Mr. Kwadwo Mpiani, Minister for Presidential Affairs has called for continuous education to sharpen the skills of internal auditors to enable them to assist managements to constantly improve on public sector financial accountability.
He said such education was needed since internal auditing was essential for proper functioning of every institution by bringing a systematic and disciplined approach to evaluating and improving the effectiveness of the risk management, control and governance processes.
Mr. Mpiani said this in a speech read on his behalf by Mr L. T. Tusoe, Chief Director, Ministry for Presidential Affairs, at the closing of a three-week Ghana-Commonwealth Internal Audit Exchange Programme hosted in Accra.
Internal auditors from nine Commonwealth countries, including Malawi, Mauritius, Zambia, Tanzania, Bostwana, Tonga and Ghana attended the first ever programme to be held in the West African sub-region.
The programme, co-organised by the Commonwealth Secretariat and the Internal Audit Agency (IAA), afforded participants the opportunity to share country experiences and learn other practices from member states.
Mr. Mpiani urged participants to apply skills, knowledge and competencies acquired to help improve the practice of public sector internal auditing in their various countries by resolving as individuals to implement positive changes in their fields of work.

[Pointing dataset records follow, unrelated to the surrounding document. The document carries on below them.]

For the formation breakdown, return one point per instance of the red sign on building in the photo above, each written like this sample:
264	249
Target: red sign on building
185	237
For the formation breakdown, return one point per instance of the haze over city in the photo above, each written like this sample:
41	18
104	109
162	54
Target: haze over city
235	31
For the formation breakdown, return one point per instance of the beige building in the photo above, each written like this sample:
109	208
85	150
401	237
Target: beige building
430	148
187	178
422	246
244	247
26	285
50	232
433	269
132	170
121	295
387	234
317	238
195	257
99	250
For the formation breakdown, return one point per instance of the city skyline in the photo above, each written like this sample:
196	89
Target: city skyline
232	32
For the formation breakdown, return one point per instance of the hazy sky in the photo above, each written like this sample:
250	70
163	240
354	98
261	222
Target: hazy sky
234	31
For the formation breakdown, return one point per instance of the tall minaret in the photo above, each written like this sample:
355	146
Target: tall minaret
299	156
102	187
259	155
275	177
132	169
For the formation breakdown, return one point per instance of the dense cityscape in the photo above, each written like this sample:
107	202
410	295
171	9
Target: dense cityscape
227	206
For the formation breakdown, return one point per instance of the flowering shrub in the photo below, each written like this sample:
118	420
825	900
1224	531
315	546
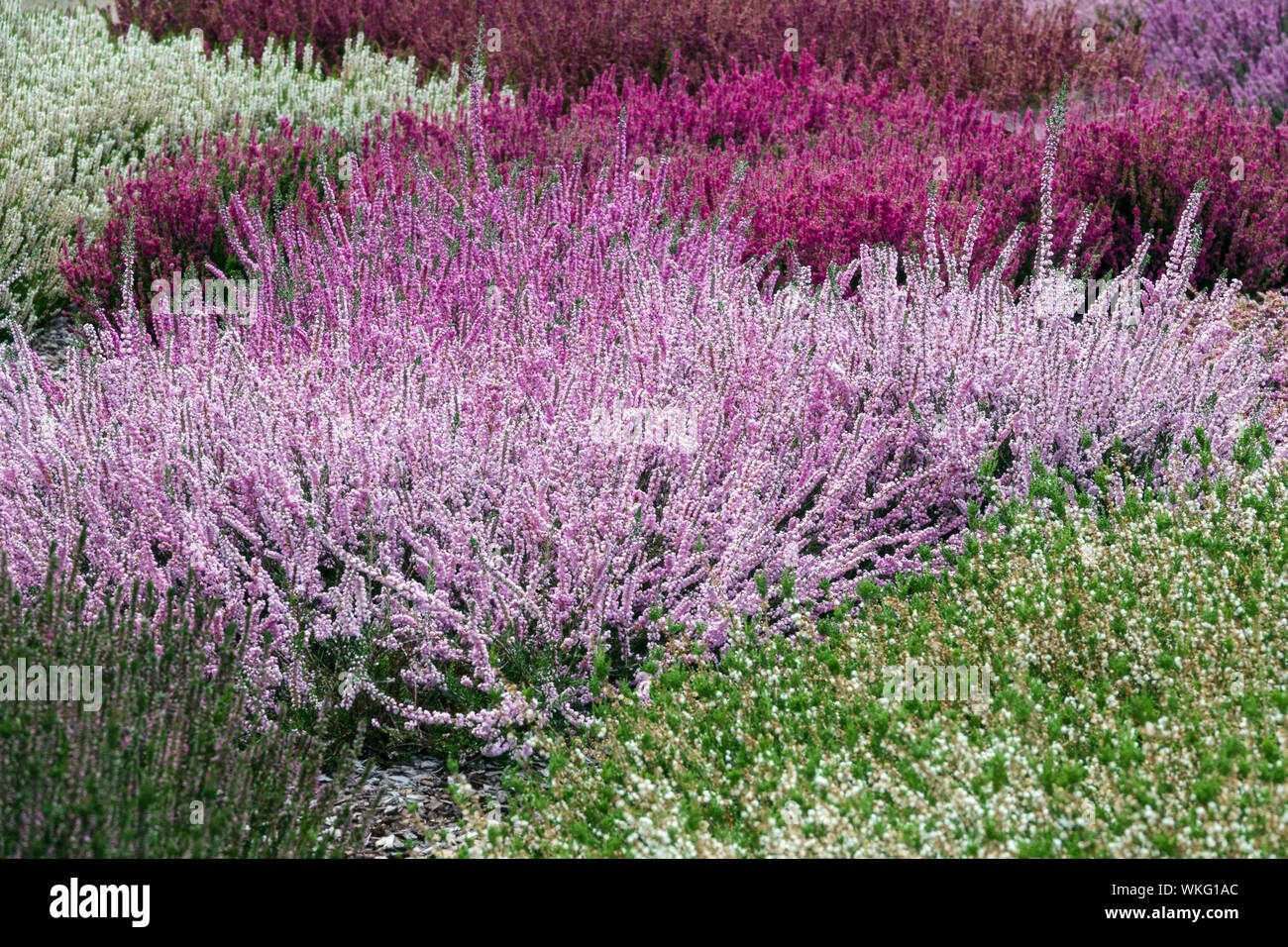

Mr. Patrick Numo, Director General, Internal Audit Agency, said participants were taken through 17 sessions of presentations on risk management, internal controls, governance processes, internal audit planning, execution and reporting, among other things, to help improve their understanding of their roles as internal auditors in the public sector of their respective countries.
He said participants were also attached to some of the public institutions in Ghana as interns to get first hand information on internal auditing.
Mr Kaifala Marah, Advisor, Public Expenditure Management, Commonwealth Secretariat, advised participants to, as they return to their various countries, "avoid big bang reforms, always ask questions and avoid the tread mill paradox".
He advised that they should move systematically as they introduced internal control and audit machinery in their jurisdiction.
"You should adopt policies that could be effectively implemented to achieve desired results. Always review, monitor and evaluate your systems and processes by asking questions and by assessing yourselves."